5 Steps for Making a Bicone Connection
– Step 1: Thread the nut onto the tube
– Step 2: Thread the olive onto the tube
– Step 3: Present the fitting
– Step 4: Screw the nut onto the fitting
– Step 5: Check for leaks
Two-cone fittings, also called olive fittings, are quick-connect fittings used in plumbing to avoid soldering. Their principle is similar to that of the compression fitting in that a nut compresses a deformable element that guarantees the tightness of the assembly: in this case, a brass ring (olive).
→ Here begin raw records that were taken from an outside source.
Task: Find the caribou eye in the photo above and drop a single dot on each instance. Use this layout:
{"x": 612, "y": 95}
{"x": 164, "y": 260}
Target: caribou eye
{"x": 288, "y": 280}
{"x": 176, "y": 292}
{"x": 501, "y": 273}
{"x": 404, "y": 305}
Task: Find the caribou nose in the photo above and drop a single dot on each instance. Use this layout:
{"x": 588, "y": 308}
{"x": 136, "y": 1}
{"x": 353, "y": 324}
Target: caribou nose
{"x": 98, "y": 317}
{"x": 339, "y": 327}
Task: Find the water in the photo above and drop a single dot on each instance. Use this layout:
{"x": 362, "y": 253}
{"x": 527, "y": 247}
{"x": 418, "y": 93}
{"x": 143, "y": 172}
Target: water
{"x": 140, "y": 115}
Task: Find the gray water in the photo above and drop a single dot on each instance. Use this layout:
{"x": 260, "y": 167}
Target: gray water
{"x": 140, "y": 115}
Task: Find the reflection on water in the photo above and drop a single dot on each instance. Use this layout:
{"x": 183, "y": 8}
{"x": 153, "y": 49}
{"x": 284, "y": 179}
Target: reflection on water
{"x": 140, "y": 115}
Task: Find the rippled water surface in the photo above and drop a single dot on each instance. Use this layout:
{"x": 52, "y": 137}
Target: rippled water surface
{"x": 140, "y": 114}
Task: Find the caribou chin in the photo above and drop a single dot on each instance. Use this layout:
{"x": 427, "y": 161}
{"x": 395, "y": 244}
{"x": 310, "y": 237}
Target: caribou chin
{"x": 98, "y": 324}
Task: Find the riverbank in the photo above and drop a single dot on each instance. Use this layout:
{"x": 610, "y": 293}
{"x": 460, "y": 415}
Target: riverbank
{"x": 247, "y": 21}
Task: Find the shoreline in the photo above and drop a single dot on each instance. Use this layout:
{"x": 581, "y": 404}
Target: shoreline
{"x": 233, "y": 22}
The bicone or biconical fittings owe their name to the ring with 2 opposite cones, which ensure their tightness. The fitting must match the pipe diameter (outside) exactly. It is pushed onto the pipe (after the nut) and pressed into the fitting.
Two-cone fittings are available in a variety of versions:
– Socket to join two pipes of the same diameter;
– sleeve with a reduction to join two pipes of different diameters;
– 90° elbow to avoid bending;
– 90° elbow (peg) to connect a wall fitting;
– T-bend (with or without reduction) to connect a 90° branch to a straight pipe.
Here is how to make a bicone fitting.
1. Thread the nut onto the pipe
– Separate the nut from the fitting to be installed (without losing the olive).
– Thread the nut onto the tube.
2. Thread the olive onto the tube
– Thread the olive onto the tube.
Good to know: for the olive to be installed without problems and for the fitting to be tight, the end of the tube must be cut straight and without burrs. The best way to do this is to use a pipe cutter.
– Position it 3 to 5 mm after the end of the tube. Do not place it a little bit in front of the tube. Otherwise, it will be crushed in part in front of the tube.
3. Present the fitting
– Place the fitting at the end of the tube held horizontally (or vertically, olive up).
– Hold the tube at the bottom of the fitting so it moves smoothly (this would be the same as placing the olive incorrectly).
Note: If the fitting is angled or T-shaped, orient it correctly.
4. Screw the nut onto the fitting
– Slide the nut onto the fitting.
– Tighten the nut by hand (always keeping the tube at the bottom of the fitting).
– As soon as it becomes impossible to continue, use an open-end wrench.
– Hold the fitting with another wrench if it is straight or with pliers if it is angled or T-shaped. Be careful not to damage the fitting.
– Tighten the nut firmly but not too much: brass is a soft metal.
5. Check for leaks
– If the water was initially cut off in the system, reopen the shut-off valve.
– If drips appear at the fitting, it usually needs to be tightened enough. Tighten it again.
– If the leakage persists, reconnect the water and disassemble the fitting.
– Look at the olive: it is probably deformed like the tube.
– Slide the nut on the tube away from the olive.
– With a tube cutter, cut the tube behind the olive (or beyond its deformed part).
– Replace the olive and tighten the nut on the fitting.